Changsha (516) was a Type 053H frigate of the People's Liberation Army Navy (PLAN). The ship, renamed Jiujiang in 1981, was constructed in 1975 in the shipyards of Hudong in Shanghai. Per early reports, the ship was retired in 2017, but the official documentation shows the retirement year as 2018. The ship was the oldest serving frigate at its retirement. After its renaming, it took on a vital role as the PLA's only combat support vessel of its kind and sent minor shock waves through the military when it was decommissioned.

== Development and design ==

Type 053 frigates received the NATO reporting name Jiangdong class. From 1965 to 1967, the No. 701 Institute designed the Type 053K (Kong for air-defense), an air-defense variant of the Type 065. This met a PLAN requirement for air-defense ships to accompany the surface-warfare Type 051 destroyers. The Type 053K was originally intended to have three screws powered by a combined gas-turbine and diesel engine, with a speed of 38 kn. However, technical constraints forced the Chinese to settle for a diesel engine, powering two screws for a maximum speed of 30 kn.

Ships of the class have four SY-1s anti-ship missiles in two twin-box launchers.
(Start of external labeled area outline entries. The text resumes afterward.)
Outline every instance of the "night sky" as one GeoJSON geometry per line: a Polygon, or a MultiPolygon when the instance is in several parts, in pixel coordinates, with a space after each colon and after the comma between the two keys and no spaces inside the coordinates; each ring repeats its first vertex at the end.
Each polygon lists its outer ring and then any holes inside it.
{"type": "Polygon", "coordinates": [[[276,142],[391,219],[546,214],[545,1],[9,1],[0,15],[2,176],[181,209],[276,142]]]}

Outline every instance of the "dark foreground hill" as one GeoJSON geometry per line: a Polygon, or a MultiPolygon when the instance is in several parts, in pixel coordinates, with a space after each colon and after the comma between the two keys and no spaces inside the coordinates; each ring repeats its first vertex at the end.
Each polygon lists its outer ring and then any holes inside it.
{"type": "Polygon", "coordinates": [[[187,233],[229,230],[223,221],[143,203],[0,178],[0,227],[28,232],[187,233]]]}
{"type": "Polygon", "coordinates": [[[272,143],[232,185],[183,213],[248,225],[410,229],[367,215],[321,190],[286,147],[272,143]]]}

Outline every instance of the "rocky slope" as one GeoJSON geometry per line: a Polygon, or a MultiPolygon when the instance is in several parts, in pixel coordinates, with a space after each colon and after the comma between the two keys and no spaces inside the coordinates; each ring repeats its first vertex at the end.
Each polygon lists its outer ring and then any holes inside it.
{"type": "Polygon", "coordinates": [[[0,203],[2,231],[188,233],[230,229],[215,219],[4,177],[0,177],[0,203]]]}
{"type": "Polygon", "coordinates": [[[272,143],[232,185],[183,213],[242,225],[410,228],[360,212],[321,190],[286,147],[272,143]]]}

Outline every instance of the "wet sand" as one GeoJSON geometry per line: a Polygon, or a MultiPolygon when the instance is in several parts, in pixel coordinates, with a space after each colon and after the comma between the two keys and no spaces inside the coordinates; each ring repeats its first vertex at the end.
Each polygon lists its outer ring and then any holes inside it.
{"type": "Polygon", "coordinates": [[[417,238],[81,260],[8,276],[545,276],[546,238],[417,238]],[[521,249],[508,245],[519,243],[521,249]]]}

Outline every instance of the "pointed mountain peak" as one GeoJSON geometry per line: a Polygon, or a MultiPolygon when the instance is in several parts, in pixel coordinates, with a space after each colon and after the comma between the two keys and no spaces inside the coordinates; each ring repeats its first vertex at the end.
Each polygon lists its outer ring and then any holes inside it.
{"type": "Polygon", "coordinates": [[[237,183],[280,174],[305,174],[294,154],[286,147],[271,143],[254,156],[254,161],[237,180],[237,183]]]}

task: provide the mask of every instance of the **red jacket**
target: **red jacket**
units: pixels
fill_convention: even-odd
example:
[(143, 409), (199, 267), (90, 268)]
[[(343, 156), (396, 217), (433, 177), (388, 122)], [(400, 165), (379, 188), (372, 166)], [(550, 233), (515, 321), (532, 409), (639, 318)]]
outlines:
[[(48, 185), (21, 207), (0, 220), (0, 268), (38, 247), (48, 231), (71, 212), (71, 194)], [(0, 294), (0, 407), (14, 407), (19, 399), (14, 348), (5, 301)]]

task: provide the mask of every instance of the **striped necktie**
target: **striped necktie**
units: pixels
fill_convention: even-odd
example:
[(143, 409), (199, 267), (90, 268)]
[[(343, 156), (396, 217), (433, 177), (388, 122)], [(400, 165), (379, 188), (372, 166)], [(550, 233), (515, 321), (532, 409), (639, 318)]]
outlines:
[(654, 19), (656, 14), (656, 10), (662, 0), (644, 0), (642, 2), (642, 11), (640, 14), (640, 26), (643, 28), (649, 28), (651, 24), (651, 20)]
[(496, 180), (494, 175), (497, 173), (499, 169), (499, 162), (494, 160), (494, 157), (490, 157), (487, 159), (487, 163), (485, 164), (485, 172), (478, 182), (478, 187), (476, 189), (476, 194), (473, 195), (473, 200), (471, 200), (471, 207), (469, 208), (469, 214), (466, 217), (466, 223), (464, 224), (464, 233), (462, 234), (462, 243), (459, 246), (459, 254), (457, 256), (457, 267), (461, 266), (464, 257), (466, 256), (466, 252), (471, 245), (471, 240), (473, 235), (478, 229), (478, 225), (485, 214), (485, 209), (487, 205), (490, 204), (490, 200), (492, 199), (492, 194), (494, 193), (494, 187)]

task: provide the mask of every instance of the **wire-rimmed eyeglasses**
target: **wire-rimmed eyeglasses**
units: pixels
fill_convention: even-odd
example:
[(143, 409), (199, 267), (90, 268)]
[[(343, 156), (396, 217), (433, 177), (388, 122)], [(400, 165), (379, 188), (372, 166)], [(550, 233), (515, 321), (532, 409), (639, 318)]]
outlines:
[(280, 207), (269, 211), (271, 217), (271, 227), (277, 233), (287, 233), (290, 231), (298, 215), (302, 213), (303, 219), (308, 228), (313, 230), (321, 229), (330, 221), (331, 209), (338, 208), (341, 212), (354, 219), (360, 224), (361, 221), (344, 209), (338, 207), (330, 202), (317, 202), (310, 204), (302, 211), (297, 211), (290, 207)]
The armaments consisted of two single 100 mm dual-purpose hand-loaded guns with fire control using a very simple stereoscopic rangefinder, limiting the gun's effectiveness to surface targets in daylight/clear weather only. The six twin 37 mm short-range anti-aircraft guns were all locally controlled, severely limiting their effectiveness. The ships were equipped with Chinese SJD-3 sonar, which is a modified Soviet Tamir-11 (MG-11, with NATO reporting name Stag Hoof) hull-mounted sonar. SJD-3 has a telescoping arm instead of being fixed to the hull, so the sonar is stored in the hull when not in use. The sonar is lowered into the water several metres below the hull when deployed, thus increasing detection range by avoiding baffles generated by the hull. The ship's 11 anti-submarine armaments were limited to short-range rockets and depth charges. The ship's damage control arrangements were minimal. The Type 053Ks were armed with HQ-61 surface-to-air missiles, launched from two twin-armed launchers; these did not enter service until the mid-1980s. The 100 mm gun armament was also delayed.

In 2002, Changsha was converted to a naval gunfire support ship for amphibious assault bombardment, replacing its anti-ship missiles and anti-aircraft armament with 5 WS-1B rocket launchers with 50 tubes each.
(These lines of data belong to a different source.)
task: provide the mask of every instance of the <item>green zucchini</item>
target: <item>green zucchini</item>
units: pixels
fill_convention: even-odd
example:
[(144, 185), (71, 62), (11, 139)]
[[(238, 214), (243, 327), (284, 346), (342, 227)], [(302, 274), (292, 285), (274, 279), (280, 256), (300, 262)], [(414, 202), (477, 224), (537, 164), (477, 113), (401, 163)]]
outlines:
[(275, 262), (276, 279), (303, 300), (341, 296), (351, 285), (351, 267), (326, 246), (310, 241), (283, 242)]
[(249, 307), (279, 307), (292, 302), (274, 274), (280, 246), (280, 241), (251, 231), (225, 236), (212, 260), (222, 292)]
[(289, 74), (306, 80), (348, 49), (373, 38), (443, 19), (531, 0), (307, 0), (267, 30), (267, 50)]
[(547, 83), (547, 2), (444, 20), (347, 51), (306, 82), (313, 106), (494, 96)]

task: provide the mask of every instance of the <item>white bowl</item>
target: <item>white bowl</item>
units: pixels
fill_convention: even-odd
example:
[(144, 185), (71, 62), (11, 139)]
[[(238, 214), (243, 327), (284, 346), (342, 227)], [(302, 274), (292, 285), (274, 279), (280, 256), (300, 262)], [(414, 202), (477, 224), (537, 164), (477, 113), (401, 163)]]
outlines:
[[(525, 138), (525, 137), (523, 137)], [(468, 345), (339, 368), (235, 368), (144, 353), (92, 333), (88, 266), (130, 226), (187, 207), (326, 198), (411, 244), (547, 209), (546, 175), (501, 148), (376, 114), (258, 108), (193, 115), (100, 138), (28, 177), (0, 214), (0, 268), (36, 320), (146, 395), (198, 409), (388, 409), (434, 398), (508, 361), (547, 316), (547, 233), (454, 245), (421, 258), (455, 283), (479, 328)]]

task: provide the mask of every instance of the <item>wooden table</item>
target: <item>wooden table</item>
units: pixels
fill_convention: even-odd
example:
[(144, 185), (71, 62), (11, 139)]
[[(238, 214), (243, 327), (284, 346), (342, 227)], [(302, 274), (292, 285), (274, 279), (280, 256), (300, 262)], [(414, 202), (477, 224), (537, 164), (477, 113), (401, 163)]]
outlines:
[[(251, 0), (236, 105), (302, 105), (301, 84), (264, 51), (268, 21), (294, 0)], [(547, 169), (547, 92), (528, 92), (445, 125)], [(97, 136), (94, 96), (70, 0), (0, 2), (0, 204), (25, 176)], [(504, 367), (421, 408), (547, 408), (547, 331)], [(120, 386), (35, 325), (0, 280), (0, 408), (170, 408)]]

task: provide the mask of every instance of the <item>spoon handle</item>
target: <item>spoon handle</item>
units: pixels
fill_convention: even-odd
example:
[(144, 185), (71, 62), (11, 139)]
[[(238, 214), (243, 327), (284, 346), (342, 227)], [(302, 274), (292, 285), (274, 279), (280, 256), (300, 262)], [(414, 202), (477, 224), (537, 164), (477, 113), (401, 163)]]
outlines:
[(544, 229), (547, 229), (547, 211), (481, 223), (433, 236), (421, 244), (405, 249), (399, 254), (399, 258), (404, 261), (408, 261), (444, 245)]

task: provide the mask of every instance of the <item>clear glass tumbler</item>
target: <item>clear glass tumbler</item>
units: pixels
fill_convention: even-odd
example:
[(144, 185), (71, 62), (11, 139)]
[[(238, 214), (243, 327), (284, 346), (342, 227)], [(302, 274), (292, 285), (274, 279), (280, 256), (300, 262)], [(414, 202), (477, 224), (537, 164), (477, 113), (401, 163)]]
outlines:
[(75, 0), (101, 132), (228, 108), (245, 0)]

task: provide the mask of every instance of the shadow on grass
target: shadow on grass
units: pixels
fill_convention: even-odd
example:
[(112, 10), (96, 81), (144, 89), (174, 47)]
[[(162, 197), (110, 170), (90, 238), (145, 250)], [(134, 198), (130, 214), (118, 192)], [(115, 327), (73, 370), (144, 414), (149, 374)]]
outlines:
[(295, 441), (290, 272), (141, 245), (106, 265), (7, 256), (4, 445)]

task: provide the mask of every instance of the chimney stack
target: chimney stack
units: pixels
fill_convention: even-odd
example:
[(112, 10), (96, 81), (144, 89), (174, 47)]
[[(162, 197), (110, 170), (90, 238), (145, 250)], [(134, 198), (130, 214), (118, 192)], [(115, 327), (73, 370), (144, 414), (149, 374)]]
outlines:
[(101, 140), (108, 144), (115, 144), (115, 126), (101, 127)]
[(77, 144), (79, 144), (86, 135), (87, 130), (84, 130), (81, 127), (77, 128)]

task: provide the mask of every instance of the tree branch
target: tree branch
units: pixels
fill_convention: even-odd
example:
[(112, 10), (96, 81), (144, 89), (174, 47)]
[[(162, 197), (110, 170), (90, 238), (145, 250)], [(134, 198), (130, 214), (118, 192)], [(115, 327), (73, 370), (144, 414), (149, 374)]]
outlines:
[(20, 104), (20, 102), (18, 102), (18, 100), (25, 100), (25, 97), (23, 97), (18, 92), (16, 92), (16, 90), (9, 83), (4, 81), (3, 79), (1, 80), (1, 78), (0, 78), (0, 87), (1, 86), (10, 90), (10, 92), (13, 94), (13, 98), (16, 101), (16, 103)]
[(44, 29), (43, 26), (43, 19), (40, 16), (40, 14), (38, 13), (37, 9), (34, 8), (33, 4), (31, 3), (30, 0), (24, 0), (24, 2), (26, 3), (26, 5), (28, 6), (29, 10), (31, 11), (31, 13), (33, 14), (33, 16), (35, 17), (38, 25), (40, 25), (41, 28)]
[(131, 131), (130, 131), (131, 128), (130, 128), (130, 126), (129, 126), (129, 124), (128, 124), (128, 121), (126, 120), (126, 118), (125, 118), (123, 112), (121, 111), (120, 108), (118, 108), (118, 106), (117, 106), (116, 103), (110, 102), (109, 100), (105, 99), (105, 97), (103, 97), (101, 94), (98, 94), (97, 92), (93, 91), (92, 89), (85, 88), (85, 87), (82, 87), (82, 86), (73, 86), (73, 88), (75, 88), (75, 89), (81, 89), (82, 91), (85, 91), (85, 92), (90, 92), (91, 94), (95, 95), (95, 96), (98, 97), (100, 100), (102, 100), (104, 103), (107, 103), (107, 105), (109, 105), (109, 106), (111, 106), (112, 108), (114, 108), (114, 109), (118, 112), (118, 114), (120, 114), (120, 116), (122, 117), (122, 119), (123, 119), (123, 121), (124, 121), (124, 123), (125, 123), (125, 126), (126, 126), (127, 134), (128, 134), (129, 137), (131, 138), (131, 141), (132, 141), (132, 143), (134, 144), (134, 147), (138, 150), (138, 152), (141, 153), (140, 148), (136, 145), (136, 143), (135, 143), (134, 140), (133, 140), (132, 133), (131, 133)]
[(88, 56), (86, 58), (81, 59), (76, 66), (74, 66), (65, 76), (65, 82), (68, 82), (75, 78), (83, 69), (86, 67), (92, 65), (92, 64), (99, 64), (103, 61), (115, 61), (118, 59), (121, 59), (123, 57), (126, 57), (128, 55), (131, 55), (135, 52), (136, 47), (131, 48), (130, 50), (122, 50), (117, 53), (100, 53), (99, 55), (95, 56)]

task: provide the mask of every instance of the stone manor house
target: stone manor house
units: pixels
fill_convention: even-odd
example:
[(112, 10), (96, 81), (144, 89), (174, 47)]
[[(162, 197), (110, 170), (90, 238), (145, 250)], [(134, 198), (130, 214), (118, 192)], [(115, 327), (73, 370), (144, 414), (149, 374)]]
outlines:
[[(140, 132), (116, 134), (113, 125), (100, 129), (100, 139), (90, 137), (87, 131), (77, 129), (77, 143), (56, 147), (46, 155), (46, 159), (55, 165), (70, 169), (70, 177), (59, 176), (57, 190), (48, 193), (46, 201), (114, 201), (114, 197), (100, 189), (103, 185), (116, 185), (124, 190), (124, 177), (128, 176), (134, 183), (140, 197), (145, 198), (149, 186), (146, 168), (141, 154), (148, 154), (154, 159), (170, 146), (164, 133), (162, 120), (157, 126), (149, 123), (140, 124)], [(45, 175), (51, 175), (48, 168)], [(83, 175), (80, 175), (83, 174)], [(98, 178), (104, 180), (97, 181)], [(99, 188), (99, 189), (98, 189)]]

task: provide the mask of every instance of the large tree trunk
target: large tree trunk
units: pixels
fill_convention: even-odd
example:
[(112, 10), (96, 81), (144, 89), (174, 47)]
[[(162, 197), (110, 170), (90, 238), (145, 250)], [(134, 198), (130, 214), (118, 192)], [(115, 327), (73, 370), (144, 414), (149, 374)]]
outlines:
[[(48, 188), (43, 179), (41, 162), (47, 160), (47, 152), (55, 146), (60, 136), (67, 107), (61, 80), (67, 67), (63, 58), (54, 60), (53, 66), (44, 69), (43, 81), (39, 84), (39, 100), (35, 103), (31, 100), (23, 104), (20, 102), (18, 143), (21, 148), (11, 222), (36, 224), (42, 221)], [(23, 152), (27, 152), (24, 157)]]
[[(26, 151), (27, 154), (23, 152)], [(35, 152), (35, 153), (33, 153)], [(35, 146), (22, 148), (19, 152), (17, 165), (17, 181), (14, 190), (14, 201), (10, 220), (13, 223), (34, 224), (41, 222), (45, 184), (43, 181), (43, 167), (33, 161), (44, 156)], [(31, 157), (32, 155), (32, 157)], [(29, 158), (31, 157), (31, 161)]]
== Construction and career ==
She was launched on 28 June 1975 at Hudong-Zhonghua Shipyard in Shanghai and commissioned on 31 December 1975.

Changsha participated in the salvage of the ocean liner in 1977. In November 1980, she surveyed a Soviet cruiser. On 1 August 1981, she was renamed Jiujiang. A submarine escort mission was conducted in 1982 by Changsha. A Soviet 056 frigate was surveyed in October 1984.

In March 1996, a joint naval exercise was conducted in the Taiwan Strait.

On 26 June 2007, she made a goodwill visit to Jiujiang City and presented a model of the ship to the Jiujiang Municipal Government. The Jiujiang Municipal Government also awarded officers and soldiers with the certificate of Jiujiang Honorary Citizen.

In August 2011, Liao Kaibo, then Deputy Mayor of Jiujiang Municipal Government, visited the ship in Fujian. In January 2012, the then Deputy Mayor of Jiujiang Municipal Government Yang Jian led the heads of the Civil Affairs Bureau, Shuangyong Office, and other departments to visit the officers and soldiers of the ship in Fujian. Beginning in September 2012, she patrolled the waters near Pingtan. In February 2013, Feng Jing, then deputy secretary of the Jiujiang Municipal Party Committee, led a Jiujiang City Supporting Army delegation to visit the ship.

On 31 July 2015, the Jiujiang Civil Affairs Bureau staff and the Municipal Shuangyou Office visited the officers and soldiers of the ship in Fujian on the eve of the August, 1st Army Day. In January 2016, Shi Rongguo, Deputy Mayor of Jiujiang City, led the heads of the Municipal Government Office, Civil Affairs Bureau, Double Support Office, and other departmental/model representatives of the Double Support to visit Fujian's navy officers and soldiers stationed at the Ningde Military Port.

She was decommissioned on 12 June 2018.